Could someone provide some help?

Answer 1

Consideration without any computation

See this post where I explain how in general you have 3 real degrees of freedom when mapping one conic to another. From your third condition you know that you have two fixed points, accounting for two of these degrees of freedom. From the second point you know that the two intersection between the $y$ axis and the parabola (one of them at infinity) must map to the two intersections with the circle. If one maps to one then the other will map to the other thanks to the symmetry of the setup. But which maps to which is open, so you have 2 choices.

Computation with homogeneous coordinates done right

If you want to stick to your approach, but take homogeneous coordinates into account the right way, you get something like this:

$$ A(1:1:1)=(a+b+c):(d+e+f):(g+h+i)=1:1:1 \\ \Rightarrow\quad a+b+c=d+e+f=g+h+i\\ A(-1:1:1)=(-a+b+c):(-d+e+f):(-g+h+i)=-1:1:1 \\ \Rightarrow\quad -a+b+c=d-e-f=g-h-i $$

for the two fixed points and

$$ A(0:0:1)=c:f:i=0:\pm\sqrt2:1 \\ \Rightarrow\quad c=0, f=\pm\sqrt2i \\ A(0:1:0)=b:e:h=0:\mp\sqrt2:1 \\ \Rightarrow\quad b=0,e=\mp\sqrt2h $$

In total you count $2+2+2+2=8$ linear equations, enough to determine all variables up to a common factor which is without geometric relevance.
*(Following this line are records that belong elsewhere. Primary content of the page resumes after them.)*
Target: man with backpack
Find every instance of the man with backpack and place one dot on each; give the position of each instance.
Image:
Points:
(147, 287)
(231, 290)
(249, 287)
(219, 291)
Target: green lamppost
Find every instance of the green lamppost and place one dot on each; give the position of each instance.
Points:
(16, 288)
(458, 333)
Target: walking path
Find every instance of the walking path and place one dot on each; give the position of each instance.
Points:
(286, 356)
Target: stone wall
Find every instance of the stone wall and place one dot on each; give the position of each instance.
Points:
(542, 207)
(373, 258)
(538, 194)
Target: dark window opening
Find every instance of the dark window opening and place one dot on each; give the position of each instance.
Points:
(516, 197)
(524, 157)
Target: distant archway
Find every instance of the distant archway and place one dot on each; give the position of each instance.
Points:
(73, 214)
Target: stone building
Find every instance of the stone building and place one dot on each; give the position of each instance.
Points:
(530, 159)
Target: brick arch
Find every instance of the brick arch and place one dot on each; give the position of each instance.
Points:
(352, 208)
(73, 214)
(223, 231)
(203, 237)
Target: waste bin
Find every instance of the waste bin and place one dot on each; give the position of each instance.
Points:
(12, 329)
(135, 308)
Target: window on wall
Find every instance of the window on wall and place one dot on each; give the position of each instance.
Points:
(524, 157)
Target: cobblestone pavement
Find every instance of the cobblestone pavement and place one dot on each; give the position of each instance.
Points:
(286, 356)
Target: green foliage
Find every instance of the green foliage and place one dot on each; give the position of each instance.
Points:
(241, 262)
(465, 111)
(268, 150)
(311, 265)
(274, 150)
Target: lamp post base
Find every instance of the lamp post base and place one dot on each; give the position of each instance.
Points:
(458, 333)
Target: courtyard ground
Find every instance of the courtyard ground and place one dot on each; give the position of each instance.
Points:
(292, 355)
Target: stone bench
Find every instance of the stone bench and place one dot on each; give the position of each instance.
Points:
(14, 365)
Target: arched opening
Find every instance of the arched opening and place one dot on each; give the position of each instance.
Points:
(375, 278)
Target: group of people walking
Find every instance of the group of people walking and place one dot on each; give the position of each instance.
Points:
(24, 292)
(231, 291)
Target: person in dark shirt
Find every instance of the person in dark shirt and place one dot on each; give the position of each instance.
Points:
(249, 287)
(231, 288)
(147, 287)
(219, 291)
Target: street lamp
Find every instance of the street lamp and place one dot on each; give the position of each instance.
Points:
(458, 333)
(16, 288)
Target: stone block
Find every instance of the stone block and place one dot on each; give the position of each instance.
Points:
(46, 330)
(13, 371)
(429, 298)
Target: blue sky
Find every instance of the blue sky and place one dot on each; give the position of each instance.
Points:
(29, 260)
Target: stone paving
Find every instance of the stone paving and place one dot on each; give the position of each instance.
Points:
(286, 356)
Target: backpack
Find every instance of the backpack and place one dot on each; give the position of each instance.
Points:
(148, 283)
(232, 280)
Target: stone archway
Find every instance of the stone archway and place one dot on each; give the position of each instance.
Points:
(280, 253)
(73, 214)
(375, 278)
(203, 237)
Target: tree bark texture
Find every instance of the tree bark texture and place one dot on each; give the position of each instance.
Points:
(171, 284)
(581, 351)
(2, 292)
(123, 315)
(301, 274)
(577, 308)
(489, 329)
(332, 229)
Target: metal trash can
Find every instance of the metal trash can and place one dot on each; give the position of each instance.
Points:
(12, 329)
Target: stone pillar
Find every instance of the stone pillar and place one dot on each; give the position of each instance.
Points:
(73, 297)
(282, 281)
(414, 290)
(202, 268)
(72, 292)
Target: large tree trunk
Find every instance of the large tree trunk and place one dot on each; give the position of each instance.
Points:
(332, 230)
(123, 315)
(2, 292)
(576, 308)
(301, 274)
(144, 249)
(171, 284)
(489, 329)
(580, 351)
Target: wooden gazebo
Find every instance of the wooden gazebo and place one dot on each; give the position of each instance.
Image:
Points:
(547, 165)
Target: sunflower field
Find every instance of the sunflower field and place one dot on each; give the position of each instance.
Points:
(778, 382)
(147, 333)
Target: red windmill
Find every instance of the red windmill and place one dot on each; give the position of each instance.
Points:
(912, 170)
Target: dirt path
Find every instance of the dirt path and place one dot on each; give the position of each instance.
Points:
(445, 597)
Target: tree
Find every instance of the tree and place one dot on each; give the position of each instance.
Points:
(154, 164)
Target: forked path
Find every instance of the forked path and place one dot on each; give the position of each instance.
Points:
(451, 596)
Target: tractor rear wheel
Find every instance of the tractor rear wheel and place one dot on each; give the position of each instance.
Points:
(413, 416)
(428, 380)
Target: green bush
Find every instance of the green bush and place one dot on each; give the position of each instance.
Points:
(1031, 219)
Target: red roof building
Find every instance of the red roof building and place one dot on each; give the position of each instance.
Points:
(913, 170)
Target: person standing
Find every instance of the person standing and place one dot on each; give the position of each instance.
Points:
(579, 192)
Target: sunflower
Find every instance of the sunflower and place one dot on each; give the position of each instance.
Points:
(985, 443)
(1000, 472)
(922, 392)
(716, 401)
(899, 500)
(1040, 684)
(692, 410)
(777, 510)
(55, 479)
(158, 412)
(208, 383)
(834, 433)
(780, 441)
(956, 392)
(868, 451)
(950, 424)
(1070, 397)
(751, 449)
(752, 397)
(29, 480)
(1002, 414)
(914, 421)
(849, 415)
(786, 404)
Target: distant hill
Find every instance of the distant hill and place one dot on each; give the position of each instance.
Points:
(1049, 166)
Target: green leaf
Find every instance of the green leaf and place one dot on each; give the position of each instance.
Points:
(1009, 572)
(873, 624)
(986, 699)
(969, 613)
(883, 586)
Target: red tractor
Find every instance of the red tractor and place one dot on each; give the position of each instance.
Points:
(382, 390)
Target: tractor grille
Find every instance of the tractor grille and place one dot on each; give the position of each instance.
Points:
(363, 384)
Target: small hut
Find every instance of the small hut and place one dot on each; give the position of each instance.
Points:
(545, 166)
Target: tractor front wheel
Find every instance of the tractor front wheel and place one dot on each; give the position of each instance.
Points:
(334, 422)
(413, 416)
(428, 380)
You see the two cases in the $\pm\sqrt2$ there. Strictly speaking this is just expressing your third condition and the pointwise version of the second.

Verifying the map between conics

That the resulting transformation $A$ indeed maps the parabola to the conic is probably best verified in a final step:

$$A^T\cdot\begin{bmatrix}1&0&0\\0&1&0\\0&0&-2\end{bmatrix}\cdot A =\lambda\begin{bmatrix}2&0&0\\0&0&-1\\0&-1&0\end{bmatrix}$$

In other words, if you put a (preimage) point $p$ into the quadratic form of the parabola on the right hand side of the equation, it is zero if and only if the transformed point $Ap$ makes the equation of the circle zero, i.e. the central matrix on the left.

A concrete solution

For readers who need a concrete solution to help understand the above, here is one. But don't cheat your learning experience by just copying that!

$$A=\begin{bmatrix}a&b&c\\d&e&f\\g&h&i\end{bmatrix}=\begin{bmatrix}4\mp2\sqrt2&0&0\\0&4\mp3\sqrt2&\pm\sqrt2\\0&3\mp2\sqrt2&1\end{bmatrix}$$

For completeness: Why considering the whole line is no good

You could also express the second condition literally. The line $1:0:0$ (i.e. $1x+0y+0=0$) is to remain fixed. Lines are mapped using the inverse matrix, or equivalently the adjugate which is eqivalent up to an irrelevant factor. You have

$$\operatorname{adj}(A)=\begin{bmatrix} ei-fh & ch-bi & bf-ce \\ fg-di & ai-cg & cd-af \\ dh-eg & bg-ah & ae-bd \end{bmatrix}\\ \operatorname{adj}(A)(1:0:0)=ei-fh:fg-di:dh-eg=1:0:0 \\ \Rightarrow\quad fg-di=dh-eg=0 $$

So this gives only two conditions, not four as what we got above from mapping explicit points on that axis. What is worse is that the condition is no longer linear. The condition for mapping the parabola to the circle written above is also quadratic in $A$, and if you use the general line equation you need that condition in full. So on the whole I'd rather avoid this approach and instead stick to the points of intersection.